Row_Labels Count_AnimalName 1156 BELLA 1195 9140 MAX 1153 2660 CHARLIE 856 3251 COCO 852 12368 ROCKY 823

Row or column of pandas

Notes on row or column selection in pandas

Square brackets write arrays to indicate taking rows and manipulating rows
Write string, represent column index, manipulate column

import pandas as pd df = pd.read_csv("./dogNames2.csv") print(df[:10]) print(df["Row_Labels"]) print(type(df["Row_Labels"])) #Only one column is taken, so it's a Series type

Run result:

Row_Labels Count_AnimalName 1156 BELLA 1195 9140 MAX 1153 2660 CHARLIE 856 3251 COCO 852 12368 ROCKY 823 Row_Labels Count_AnimalName 1156 BELLA 1195 9140 MAX 1153 2660 CHARLIE 856 3251 COCO 852 12368 ROCKY 823 8417 LOLA 795 8552 LUCKY 723 8560 LUCY 710 2032 BUDDY 677 3641 DAISY 649 1156 BELLA 9140 MAX 2660 CHARLIE 3251 COCO 12368 ROCKY ... 6884 J-LO 6888 JOANN 6890 JOAO 6891 JOAQUIN 16219 39743 Name: Row_Labels, Length: 16220, dtype: object <class 'pandas.core.series.Series'>

loc and iloc of pandas

There are more pandas-optimized options:

df.loc indexes row data by label
df.iloc retrieves row data from location

Boolean Index of pandas

Returning to the previous question of dog names, what would we do if we wanted to find the names of all the dogs that were used more than 800 times?

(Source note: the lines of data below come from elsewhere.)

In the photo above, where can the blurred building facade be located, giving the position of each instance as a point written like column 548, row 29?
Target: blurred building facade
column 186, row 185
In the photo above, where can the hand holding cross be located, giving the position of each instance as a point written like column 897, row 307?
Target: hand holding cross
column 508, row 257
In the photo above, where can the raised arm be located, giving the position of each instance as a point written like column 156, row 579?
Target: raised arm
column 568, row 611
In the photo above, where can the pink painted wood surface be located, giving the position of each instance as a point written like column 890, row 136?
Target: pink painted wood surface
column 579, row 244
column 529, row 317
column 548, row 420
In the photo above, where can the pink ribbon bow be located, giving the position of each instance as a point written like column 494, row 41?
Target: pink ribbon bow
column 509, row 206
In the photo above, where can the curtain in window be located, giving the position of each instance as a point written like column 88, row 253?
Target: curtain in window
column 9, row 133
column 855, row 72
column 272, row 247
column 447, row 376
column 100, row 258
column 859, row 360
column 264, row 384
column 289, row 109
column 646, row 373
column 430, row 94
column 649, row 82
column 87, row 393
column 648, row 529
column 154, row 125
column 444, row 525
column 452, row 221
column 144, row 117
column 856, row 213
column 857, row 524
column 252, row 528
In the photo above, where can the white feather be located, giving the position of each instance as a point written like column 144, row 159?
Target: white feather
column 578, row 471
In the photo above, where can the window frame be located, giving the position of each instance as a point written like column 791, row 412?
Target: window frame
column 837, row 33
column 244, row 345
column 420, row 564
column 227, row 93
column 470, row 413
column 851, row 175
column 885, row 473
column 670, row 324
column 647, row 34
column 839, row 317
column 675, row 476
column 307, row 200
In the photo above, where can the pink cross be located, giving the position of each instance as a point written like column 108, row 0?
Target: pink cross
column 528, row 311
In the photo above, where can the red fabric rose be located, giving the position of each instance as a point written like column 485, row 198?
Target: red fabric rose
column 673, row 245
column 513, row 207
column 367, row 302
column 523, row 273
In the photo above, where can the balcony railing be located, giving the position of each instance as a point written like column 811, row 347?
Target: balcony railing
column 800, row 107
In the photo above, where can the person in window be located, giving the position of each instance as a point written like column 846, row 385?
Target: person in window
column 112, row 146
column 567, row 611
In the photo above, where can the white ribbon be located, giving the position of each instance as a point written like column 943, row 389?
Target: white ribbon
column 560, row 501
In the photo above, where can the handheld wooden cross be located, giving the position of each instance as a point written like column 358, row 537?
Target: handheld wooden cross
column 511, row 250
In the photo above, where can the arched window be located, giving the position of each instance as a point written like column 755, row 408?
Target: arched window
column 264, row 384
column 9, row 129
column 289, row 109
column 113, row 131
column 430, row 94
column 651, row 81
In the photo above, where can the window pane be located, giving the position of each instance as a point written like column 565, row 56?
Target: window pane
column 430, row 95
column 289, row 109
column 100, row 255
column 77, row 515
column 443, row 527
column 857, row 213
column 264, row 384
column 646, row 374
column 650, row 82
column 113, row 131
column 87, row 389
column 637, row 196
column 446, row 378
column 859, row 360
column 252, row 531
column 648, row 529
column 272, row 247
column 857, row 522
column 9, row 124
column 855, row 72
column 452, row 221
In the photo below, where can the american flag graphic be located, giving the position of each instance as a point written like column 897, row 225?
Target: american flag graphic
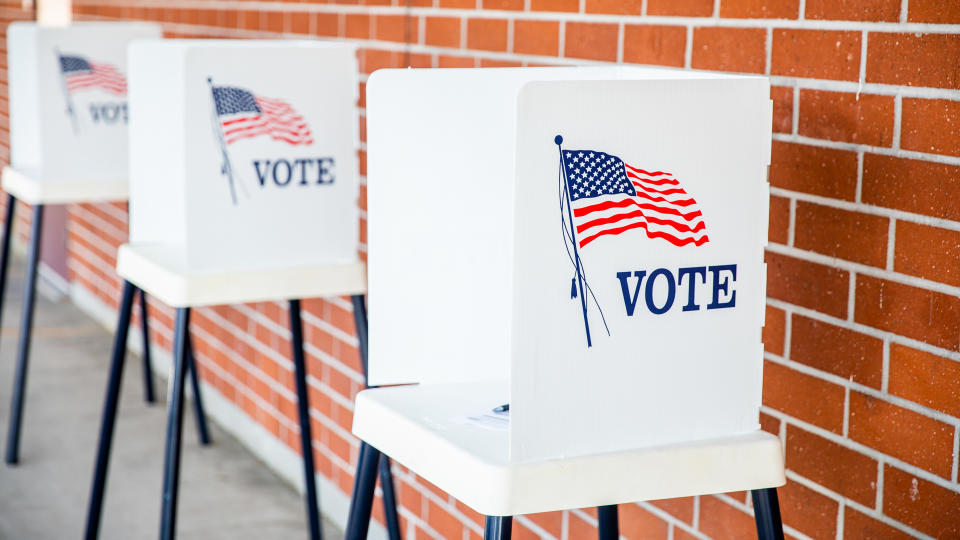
column 80, row 74
column 608, row 197
column 244, row 115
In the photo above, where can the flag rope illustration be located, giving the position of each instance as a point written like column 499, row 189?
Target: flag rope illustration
column 240, row 114
column 606, row 196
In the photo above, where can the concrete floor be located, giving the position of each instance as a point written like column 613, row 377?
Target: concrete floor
column 225, row 492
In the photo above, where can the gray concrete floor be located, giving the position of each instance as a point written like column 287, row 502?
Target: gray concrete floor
column 225, row 492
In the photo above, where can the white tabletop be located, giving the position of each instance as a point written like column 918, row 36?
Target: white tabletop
column 159, row 270
column 421, row 428
column 28, row 187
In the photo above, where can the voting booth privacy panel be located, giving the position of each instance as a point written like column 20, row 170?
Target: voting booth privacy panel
column 591, row 237
column 251, row 146
column 68, row 99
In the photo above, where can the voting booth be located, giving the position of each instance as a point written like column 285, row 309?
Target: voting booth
column 244, row 153
column 68, row 102
column 68, row 144
column 243, row 188
column 584, row 246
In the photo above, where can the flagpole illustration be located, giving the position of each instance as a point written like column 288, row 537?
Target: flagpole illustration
column 226, row 168
column 573, row 236
column 66, row 92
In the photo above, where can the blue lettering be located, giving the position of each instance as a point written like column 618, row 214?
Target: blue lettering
column 722, row 284
column 693, row 272
column 262, row 174
column 671, row 291
column 628, row 302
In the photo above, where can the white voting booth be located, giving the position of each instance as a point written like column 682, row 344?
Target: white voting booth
column 68, row 110
column 244, row 154
column 243, row 188
column 68, row 140
column 585, row 244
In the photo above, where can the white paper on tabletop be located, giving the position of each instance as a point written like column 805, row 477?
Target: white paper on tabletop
column 68, row 98
column 244, row 153
column 657, row 338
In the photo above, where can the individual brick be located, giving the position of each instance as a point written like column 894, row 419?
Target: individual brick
column 912, row 185
column 813, row 169
column 933, row 11
column 928, row 252
column 759, row 9
column 614, row 7
column 803, row 396
column 857, row 526
column 807, row 284
column 487, row 34
column 817, row 54
column 914, row 59
column 592, row 41
column 536, row 37
column 442, row 31
column 931, row 125
column 847, row 117
column 921, row 314
column 923, row 505
column 842, row 352
column 658, row 45
column 831, row 465
column 844, row 234
column 808, row 511
column 895, row 431
column 730, row 49
column 680, row 8
column 925, row 378
column 854, row 10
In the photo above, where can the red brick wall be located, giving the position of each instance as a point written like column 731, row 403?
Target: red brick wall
column 862, row 374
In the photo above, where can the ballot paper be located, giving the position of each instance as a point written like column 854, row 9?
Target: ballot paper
column 488, row 419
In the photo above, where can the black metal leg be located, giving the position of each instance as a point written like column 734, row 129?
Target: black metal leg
column 608, row 522
column 5, row 249
column 203, row 432
column 364, row 485
column 148, row 392
column 386, row 477
column 171, row 467
column 26, row 329
column 497, row 527
column 303, row 411
column 766, row 510
column 95, row 507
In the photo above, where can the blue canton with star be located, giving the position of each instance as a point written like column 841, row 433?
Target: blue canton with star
column 231, row 100
column 71, row 64
column 593, row 174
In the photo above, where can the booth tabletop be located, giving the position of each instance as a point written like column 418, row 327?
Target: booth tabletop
column 28, row 187
column 158, row 270
column 423, row 427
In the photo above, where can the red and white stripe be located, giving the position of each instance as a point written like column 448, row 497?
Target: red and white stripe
column 278, row 120
column 661, row 207
column 103, row 76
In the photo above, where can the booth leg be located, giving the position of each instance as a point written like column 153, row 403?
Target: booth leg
column 303, row 410
column 608, row 522
column 26, row 329
column 497, row 527
column 364, row 485
column 148, row 388
column 5, row 249
column 94, row 509
column 171, row 467
column 203, row 432
column 386, row 477
column 766, row 509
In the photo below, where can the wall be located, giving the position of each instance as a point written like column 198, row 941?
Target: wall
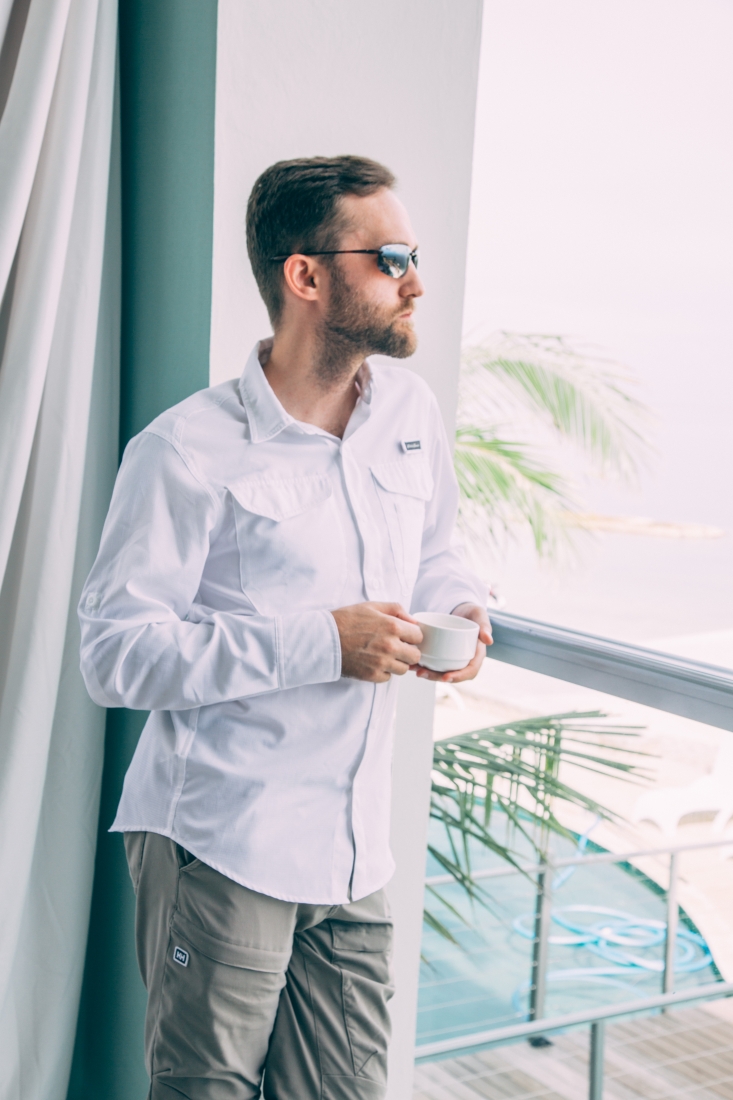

Returning to the previous question of dog names, what would we do if we wanted to find the names of all dogs that were used more than 700 times and had a name string longer than 4?

In a dataFrame, multiple conditions need to be connected by logical operators.

String method for pandas

Processing missing data

There are usually two situations where data is missing:
One is empty, None, etc., in pandas is NaN (like np.nan); Another is that we intentionally made it zero.

Determine if the data is NaN:

pd.isnull(df)
pd.notnull(df)

Processing 1: Delete dropna (axis=0, how='any', inplace=False) from the row where NaN is located

how='any': delete the row or column with nan;
how='all': delete rows or columns that are all nan s;
inplace: modify in place, omitting the step of assigning yourself.

Processing Mode 2: Fill in the data,

t.fillna(t.mean()): Fill average;
t.fiallna(t.median()): Fill in the median;
t.fillna(0): Fill 0.

Data processed as 0:

t[t==0]=np.nan

Of course, not every data with 0 needs to be processed, such as calculating the average value. nan does not participate in the calculation, but 0 will.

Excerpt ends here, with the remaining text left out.